TAMPA — Creative Loafing Tampa, the edgy alternative weekly that's covered Tampa Bay area arts, entertainment, politics and local news since 1988, has been sold yet again.
Euclid Media Group of Cleveland, Ohio did not disclose what it paid SouthComm, based in Nashville, for the free weekly, which has offices in Ybor City.
In announcing the news Monday, Creative Loafing's Twitter feed held back none of its independent bite.
"We've got new overlords, people," it said.
And those bosses have acted. Euclid laid off several staffers, including longtime editor-in-chief David Warner, and promoted Scott Harrell from managing editor and online editor to editor-in-chief.
In a column posted at cltampa.com Monday afternoon, Warner said the layoffs also included news and politics editor Kate Bradshaw, creative director Julio Ramos and account executives James Ostrand and Claire Sayetta, leaving the publication with four full-time editorial staffers.
"I guess I should have known," Warner wrote. "It's been common knowledge since last December that our current owner, Southcomm, Inc. out of Nashville and Wisconsin, was offloading its alt-weeklies to concentrate on its B2B publications, and that CL Tampa was among the papers on the chopping block. ... Accordingly, our office had been plagued by the dull hum of uncertainty for months."
In Euclid's announcement of the purchase, publisher James Howard said, "we value the contributions of every staffer, and the cuts we have made are in no way a reflection on the quality of their work."
Euclid said it expects to bring in new digital and event marking strategies with the aim of growing the weekly's online presence and readership.
"A cultural institution," Euclid chief operating officer Michael Wagner said of Creative Loafing, known for its annual "Best of the Bay" list of people, places, restaurants, services, bands, blogs and much more. "We are very proud to add their incredible and resilient staff to the Euclid family."
The roots of Creative Loafing go back to 1972, when Deborah Eason started the Atlanta version of the magazine with the help of her husband Chick, who taught math at Georgia State University, and their three children. The Easons' son, Ben, went on to oversee a vibrant publishing group that had Creative Loafing outposts in Tampa, Atlanta and Charlotte.
But the company stumbled after borrowing about $30 million to buy the Chicago Reader and Washington City Paper. Lucrative classified ads migrated to free web sites like craigslist. The Great Recession put even more pressure on the papers. In 2008, Creative Loafing filed to reorganize its finances under Chapter 11 of the U.S. bankruptcy code.
In one sign of how much and how quickly the business of local publishing has changed, an aspiring but unsuccessful buyer offered $13.3 million for Creative Loafing less than 10 years ago.
In contrast, that's more than Tampa Bay Times paid to buy the Tampa Tribune two years ago.
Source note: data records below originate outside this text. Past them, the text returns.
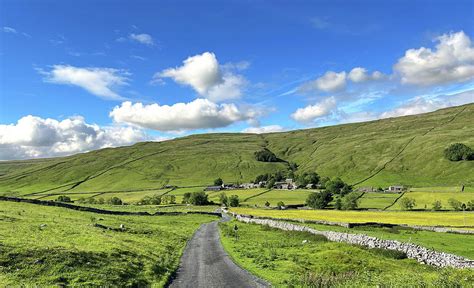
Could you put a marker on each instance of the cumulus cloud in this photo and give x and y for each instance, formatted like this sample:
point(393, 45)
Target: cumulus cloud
point(207, 77)
point(142, 38)
point(451, 61)
point(360, 74)
point(311, 113)
point(198, 114)
point(264, 129)
point(101, 82)
point(33, 137)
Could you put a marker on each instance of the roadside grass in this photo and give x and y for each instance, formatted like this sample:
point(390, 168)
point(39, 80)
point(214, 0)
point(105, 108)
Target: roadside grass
point(458, 244)
point(424, 200)
point(50, 246)
point(286, 196)
point(447, 219)
point(282, 258)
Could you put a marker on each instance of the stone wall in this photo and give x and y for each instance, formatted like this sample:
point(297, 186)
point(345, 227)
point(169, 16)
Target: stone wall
point(413, 251)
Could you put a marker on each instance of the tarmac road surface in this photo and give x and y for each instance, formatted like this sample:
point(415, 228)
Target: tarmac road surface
point(205, 263)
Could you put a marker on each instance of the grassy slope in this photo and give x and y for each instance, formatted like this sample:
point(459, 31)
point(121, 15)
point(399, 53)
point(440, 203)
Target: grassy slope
point(69, 250)
point(406, 150)
point(281, 258)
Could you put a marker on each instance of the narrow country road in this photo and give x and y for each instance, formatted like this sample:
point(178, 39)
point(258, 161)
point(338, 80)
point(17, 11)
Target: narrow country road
point(205, 263)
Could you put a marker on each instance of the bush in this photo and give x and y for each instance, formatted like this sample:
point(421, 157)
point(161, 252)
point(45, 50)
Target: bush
point(319, 200)
point(218, 182)
point(199, 198)
point(456, 204)
point(350, 201)
point(458, 151)
point(437, 205)
point(265, 155)
point(407, 203)
point(63, 198)
point(234, 201)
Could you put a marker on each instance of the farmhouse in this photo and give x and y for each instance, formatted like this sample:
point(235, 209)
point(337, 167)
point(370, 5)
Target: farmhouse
point(395, 188)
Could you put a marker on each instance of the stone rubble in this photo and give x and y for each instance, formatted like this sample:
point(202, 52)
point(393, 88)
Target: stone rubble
point(413, 251)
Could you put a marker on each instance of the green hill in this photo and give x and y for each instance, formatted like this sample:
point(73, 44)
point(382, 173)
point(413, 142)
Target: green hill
point(405, 150)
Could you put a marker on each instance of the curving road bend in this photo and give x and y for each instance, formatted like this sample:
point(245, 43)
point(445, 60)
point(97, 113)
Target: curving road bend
point(205, 263)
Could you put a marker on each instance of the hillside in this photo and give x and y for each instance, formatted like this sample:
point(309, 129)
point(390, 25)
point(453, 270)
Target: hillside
point(405, 150)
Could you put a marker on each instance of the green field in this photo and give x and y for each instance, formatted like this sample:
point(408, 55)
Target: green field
point(281, 258)
point(447, 219)
point(405, 150)
point(48, 246)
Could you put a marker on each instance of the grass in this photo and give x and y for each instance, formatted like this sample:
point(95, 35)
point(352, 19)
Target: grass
point(458, 244)
point(405, 150)
point(284, 260)
point(447, 219)
point(274, 196)
point(424, 200)
point(49, 246)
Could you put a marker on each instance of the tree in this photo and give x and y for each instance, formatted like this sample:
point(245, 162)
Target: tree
point(456, 204)
point(63, 198)
point(437, 205)
point(186, 197)
point(458, 151)
point(234, 201)
point(407, 203)
point(319, 200)
point(265, 155)
point(223, 200)
point(350, 201)
point(218, 182)
point(199, 198)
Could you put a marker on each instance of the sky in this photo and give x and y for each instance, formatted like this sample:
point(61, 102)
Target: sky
point(82, 75)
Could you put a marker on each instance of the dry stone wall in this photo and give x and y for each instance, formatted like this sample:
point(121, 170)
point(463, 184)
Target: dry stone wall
point(413, 251)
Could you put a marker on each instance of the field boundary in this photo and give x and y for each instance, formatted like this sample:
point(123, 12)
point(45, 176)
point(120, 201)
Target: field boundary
point(101, 211)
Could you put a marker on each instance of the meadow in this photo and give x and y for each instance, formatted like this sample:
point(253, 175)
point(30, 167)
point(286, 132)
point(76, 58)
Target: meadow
point(446, 219)
point(49, 246)
point(299, 259)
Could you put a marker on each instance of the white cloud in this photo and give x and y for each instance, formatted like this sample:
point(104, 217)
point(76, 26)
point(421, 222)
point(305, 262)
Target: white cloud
point(142, 38)
point(9, 30)
point(330, 81)
point(264, 129)
point(311, 113)
point(198, 114)
point(101, 82)
point(451, 61)
point(33, 137)
point(210, 80)
point(360, 74)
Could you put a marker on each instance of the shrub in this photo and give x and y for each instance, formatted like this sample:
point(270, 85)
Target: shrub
point(234, 201)
point(319, 200)
point(456, 204)
point(350, 201)
point(265, 155)
point(458, 151)
point(218, 182)
point(63, 198)
point(437, 205)
point(199, 198)
point(407, 203)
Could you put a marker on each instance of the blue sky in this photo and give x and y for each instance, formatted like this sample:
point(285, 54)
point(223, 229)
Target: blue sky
point(82, 75)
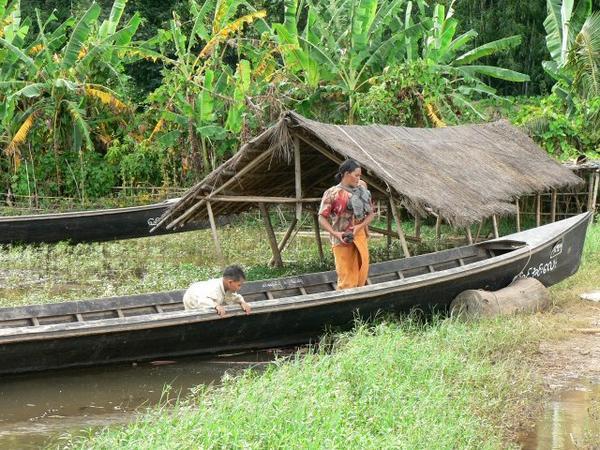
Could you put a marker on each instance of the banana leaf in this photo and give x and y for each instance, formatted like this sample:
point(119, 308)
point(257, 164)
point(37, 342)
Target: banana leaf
point(80, 34)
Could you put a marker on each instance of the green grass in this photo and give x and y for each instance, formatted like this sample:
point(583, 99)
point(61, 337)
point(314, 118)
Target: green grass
point(393, 385)
point(396, 384)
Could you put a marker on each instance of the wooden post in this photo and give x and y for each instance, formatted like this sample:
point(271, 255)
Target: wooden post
point(271, 235)
point(318, 236)
point(591, 182)
point(213, 229)
point(389, 218)
point(399, 230)
point(596, 186)
point(285, 239)
point(469, 236)
point(418, 226)
point(495, 225)
point(553, 212)
point(478, 231)
point(298, 178)
point(538, 210)
point(518, 215)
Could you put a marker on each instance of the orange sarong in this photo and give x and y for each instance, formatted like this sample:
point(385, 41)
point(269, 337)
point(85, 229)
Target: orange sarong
point(352, 262)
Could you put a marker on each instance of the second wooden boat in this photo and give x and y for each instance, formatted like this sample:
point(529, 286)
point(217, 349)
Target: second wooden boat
point(89, 226)
point(288, 310)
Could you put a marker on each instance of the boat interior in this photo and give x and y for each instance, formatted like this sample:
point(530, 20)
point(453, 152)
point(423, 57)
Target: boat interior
point(157, 303)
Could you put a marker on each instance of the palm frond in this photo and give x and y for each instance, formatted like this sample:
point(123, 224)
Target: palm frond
point(106, 98)
point(230, 29)
point(435, 119)
point(12, 150)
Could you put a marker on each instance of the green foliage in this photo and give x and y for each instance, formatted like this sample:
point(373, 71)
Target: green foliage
point(439, 86)
point(60, 94)
point(563, 135)
point(137, 163)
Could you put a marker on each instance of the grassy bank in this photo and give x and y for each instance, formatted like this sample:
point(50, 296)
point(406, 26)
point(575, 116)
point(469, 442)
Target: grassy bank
point(397, 384)
point(394, 385)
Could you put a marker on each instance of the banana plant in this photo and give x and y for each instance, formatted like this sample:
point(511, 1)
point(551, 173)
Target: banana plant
point(205, 99)
point(343, 44)
point(59, 94)
point(447, 57)
point(573, 40)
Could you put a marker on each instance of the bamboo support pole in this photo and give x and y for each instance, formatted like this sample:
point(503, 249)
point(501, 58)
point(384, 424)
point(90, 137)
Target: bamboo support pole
point(271, 235)
point(285, 239)
point(518, 214)
point(596, 186)
point(318, 236)
point(215, 235)
point(538, 210)
point(259, 199)
point(389, 219)
point(591, 182)
point(393, 234)
point(478, 231)
point(298, 178)
point(192, 209)
point(495, 225)
point(399, 230)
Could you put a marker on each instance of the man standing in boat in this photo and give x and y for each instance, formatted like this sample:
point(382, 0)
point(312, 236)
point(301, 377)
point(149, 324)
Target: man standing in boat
point(346, 212)
point(218, 292)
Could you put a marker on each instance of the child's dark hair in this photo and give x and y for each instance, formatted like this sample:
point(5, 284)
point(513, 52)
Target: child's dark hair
point(235, 273)
point(349, 165)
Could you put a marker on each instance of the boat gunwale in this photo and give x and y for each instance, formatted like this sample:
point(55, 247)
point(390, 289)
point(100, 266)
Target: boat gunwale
point(174, 318)
point(89, 213)
point(97, 305)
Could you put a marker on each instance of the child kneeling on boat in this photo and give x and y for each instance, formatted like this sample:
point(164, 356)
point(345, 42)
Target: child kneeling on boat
point(218, 292)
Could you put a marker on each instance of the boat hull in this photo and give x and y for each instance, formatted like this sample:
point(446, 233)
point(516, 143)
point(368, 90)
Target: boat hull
point(294, 321)
point(88, 226)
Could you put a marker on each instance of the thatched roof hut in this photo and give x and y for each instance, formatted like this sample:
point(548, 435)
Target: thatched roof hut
point(464, 173)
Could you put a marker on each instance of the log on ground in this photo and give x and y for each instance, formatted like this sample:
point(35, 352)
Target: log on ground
point(526, 295)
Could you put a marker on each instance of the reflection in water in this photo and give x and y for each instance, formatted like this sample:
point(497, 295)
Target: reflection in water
point(571, 421)
point(37, 407)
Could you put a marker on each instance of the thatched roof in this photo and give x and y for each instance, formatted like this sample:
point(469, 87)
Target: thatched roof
point(463, 173)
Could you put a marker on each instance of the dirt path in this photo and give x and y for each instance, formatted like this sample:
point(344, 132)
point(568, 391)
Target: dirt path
point(564, 362)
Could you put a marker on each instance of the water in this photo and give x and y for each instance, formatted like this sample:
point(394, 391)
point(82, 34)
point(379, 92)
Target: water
point(570, 421)
point(39, 408)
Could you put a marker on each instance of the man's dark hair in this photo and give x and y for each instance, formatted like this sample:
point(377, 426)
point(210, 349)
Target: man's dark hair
point(349, 165)
point(235, 273)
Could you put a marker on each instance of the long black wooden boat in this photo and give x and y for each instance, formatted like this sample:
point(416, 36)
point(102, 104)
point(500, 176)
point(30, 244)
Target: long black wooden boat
point(286, 311)
point(88, 226)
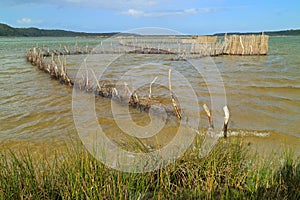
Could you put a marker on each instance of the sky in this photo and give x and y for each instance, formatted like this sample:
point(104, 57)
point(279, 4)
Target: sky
point(185, 16)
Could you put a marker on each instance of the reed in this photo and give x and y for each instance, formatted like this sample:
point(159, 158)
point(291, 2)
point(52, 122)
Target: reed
point(230, 171)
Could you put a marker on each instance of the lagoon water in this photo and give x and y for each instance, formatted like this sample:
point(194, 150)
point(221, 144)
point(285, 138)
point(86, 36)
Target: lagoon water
point(263, 93)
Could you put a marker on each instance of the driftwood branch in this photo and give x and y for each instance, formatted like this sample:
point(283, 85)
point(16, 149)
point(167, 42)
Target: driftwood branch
point(209, 115)
point(177, 111)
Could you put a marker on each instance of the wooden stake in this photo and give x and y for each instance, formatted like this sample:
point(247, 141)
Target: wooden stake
point(226, 119)
point(177, 111)
point(150, 89)
point(209, 115)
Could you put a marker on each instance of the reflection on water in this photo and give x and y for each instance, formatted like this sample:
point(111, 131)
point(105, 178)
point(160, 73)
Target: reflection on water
point(262, 92)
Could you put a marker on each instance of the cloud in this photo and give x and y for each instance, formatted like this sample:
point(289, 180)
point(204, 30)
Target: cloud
point(140, 13)
point(28, 21)
point(106, 4)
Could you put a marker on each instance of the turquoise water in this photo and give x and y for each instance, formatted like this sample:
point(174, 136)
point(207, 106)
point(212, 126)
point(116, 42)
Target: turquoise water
point(263, 93)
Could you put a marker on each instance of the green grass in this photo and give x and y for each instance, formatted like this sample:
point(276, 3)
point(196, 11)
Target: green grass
point(230, 171)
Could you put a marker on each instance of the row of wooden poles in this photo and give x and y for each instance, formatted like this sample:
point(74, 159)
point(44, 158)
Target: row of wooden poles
point(201, 46)
point(57, 69)
point(205, 45)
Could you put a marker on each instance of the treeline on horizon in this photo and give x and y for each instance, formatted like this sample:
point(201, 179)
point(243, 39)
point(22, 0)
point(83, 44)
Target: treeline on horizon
point(8, 31)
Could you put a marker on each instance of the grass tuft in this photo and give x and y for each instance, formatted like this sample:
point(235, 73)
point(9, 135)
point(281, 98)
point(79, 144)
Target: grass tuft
point(230, 171)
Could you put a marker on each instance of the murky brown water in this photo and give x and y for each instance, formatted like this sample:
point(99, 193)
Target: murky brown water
point(263, 93)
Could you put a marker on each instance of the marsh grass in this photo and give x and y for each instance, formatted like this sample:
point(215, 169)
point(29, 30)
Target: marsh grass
point(230, 171)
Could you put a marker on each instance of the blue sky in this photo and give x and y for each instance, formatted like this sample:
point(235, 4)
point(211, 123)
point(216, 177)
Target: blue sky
point(185, 16)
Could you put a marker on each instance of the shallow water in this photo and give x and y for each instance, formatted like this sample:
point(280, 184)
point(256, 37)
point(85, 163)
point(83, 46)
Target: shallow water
point(263, 93)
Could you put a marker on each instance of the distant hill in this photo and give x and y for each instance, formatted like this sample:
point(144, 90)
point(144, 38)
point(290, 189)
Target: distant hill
point(271, 33)
point(9, 31)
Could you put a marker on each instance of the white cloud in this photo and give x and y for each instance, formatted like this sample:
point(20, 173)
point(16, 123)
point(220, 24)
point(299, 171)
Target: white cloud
point(140, 13)
point(28, 21)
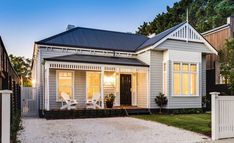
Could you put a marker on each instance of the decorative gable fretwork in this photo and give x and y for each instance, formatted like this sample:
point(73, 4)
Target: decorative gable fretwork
point(186, 32)
point(92, 67)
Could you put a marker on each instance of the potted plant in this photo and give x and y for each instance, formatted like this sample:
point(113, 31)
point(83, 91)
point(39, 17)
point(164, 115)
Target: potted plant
point(161, 100)
point(109, 99)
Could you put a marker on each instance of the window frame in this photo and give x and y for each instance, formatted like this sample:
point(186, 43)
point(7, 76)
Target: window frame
point(189, 80)
point(73, 83)
point(165, 78)
point(87, 84)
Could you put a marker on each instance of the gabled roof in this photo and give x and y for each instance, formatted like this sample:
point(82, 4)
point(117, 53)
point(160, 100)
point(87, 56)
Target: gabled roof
point(98, 60)
point(159, 36)
point(96, 39)
point(118, 41)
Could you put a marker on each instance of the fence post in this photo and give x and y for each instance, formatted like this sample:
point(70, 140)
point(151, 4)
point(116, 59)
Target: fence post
point(6, 111)
point(214, 115)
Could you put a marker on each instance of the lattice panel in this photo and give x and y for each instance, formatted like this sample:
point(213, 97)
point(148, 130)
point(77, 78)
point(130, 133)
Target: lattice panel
point(186, 32)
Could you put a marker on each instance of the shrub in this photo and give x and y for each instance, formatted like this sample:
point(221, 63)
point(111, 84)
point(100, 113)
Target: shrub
point(161, 101)
point(15, 126)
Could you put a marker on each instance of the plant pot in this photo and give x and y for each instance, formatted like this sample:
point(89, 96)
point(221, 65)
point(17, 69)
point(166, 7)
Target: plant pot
point(109, 104)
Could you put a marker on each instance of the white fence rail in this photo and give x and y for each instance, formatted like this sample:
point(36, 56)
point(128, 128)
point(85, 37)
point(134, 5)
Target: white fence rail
point(222, 116)
point(5, 115)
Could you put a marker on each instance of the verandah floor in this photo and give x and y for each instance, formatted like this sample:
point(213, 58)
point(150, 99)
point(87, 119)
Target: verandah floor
point(117, 111)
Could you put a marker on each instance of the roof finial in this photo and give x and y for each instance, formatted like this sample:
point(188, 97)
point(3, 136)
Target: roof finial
point(187, 15)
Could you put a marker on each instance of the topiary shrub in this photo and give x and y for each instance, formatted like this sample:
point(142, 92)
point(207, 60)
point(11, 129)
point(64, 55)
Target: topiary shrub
point(161, 101)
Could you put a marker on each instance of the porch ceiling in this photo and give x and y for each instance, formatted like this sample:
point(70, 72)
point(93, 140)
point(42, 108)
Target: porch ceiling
point(98, 60)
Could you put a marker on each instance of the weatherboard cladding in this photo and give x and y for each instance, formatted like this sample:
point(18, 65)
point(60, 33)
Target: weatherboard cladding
point(104, 40)
point(98, 59)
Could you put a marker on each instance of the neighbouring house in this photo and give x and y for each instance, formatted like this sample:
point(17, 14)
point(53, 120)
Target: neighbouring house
point(217, 38)
point(85, 62)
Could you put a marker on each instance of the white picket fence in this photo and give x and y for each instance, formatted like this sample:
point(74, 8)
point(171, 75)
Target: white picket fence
point(222, 114)
point(5, 115)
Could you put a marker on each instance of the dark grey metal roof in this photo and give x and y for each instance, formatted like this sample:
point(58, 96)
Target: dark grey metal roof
point(159, 36)
point(96, 39)
point(104, 40)
point(98, 59)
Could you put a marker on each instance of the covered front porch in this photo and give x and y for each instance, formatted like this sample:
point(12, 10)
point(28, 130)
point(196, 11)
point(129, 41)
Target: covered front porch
point(84, 82)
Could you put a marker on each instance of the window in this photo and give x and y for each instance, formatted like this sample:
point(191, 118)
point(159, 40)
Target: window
point(165, 78)
point(64, 84)
point(184, 79)
point(93, 84)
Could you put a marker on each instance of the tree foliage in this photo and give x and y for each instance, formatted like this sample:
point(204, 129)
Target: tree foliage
point(22, 66)
point(203, 15)
point(226, 59)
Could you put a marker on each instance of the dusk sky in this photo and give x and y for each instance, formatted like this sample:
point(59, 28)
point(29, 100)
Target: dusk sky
point(22, 22)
A New York hedge fund acquired the Creative Loafing chain out of bankruptcy in 2009, and SouthComm bought the Tampa and Charlotte weeklies in 2011. (Ben Eason has since repurchased Creative Loafing Atlanta.)
Creative Loafing Tampa is one of nine properties owned by Euclid Media group, along with Orlando Weekly, Cincinnati CityBeat, Cleveland Scene, Detroit Metro Times, Riverfront Times, San Antonio Current, Out In SA and Out in STL. Euclid Media Group is run by Chris Keating of Shaker Heights, Ohio; Michael Wagner of San Antonio, Texas; and Andrew Zelman of Cleveland, Ohio.